E há muito mais do que pensamentos e tiradas críticas nas 51 páginas deste livro no qual nos deparamos com um narrador sagaz o suficiente para ser crítico de si mesmo e que nos convida a refletir, de forma bastante despretensiosa, sobre as veleidades e vaidades humanas. Ao mesmo tempo, nos afaga ao dizer que “todo livro é também uma canção de afago a servir de companhia para solidões” e que “a única condição capaz de justificar a falta de vitalidade de um homem é a velhice da alma”, pois “não há poema mais triste do que o envelhecimento”. Fica o convite para a leitura de um texto diferente, muito bem escrito, e que vai além de nossas expectativas.

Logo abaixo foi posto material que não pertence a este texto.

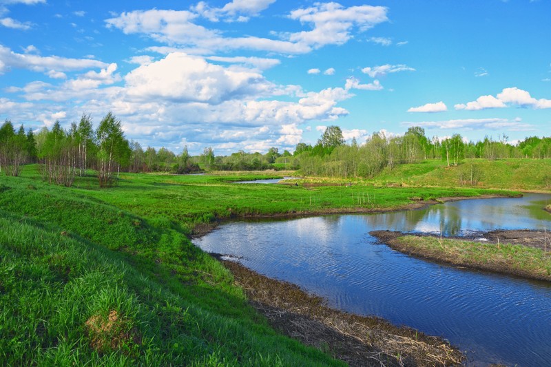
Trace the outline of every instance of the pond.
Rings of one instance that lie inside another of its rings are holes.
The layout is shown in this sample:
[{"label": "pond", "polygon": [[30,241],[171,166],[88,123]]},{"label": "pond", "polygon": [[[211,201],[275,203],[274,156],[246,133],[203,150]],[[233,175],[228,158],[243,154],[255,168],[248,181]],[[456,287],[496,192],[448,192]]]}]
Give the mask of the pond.
[{"label": "pond", "polygon": [[545,366],[551,360],[550,283],[414,258],[368,233],[551,230],[551,215],[542,210],[550,203],[551,195],[526,194],[392,213],[234,222],[194,242],[298,284],[333,307],[443,336],[466,352],[468,364]]},{"label": "pond", "polygon": [[281,181],[284,181],[285,180],[300,180],[300,178],[299,178],[299,177],[287,177],[287,176],[285,176],[283,178],[267,178],[265,180],[251,180],[249,181],[236,181],[233,183],[276,184],[276,183],[279,183]]}]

Matheus Peleteiro, autor de O ser acinzentado (P55, 2024)
Sobre o autor
O escritor, advogado, editor e tradutor Matheus Peleteiro nasceu em Salvador em 1995. Publicou o seu primeiro romance Mundo Cão pela editora Novo Século em 2015, relançado em 2022 em edição do autor. Em seguida, lançou oito obras, dentre as quais se destacam, além de O ser acinzentado (P55, 2023), as coletâneas de contos Nauseado (ÊCOA, 2021) e Pro inferno com isso (Edição do autor, 2017; ÊCOA, 2021); a distopia satírica O ditador honesto (Edição do autor, 2018; ÊCOA, 2022); as coletâneas poéticas Tudo que arde em minha garganta sem voz (Penalux, 2016; ÊCOA, 2022), Nossos corações brincam de telefone sem fio (Edição do autor, 2019; ÊCOA, 2022) e Caminhando sobre o fogo (ÊCOA, 2021); e a novela Notas de um megalomaníaco minimalista (Giostri: 2016; Edição do autor, 2019). Entusiasta da arte de descobrir e revelar escritores, é curador da coleção “Poesia55”, editada pela Editora P55, e produz o podcast “1Lero”, onde realiza entrevistas com expoentes da literatura contemporânea.
* Membro da Academia de Letras da Bahia e da Academia Contemporânea de Letras de São Paulo. Autor, dentre outros, de: A poesia da matemática (2024), Histórias roubadas (2022) e Paisagens interiores (2021).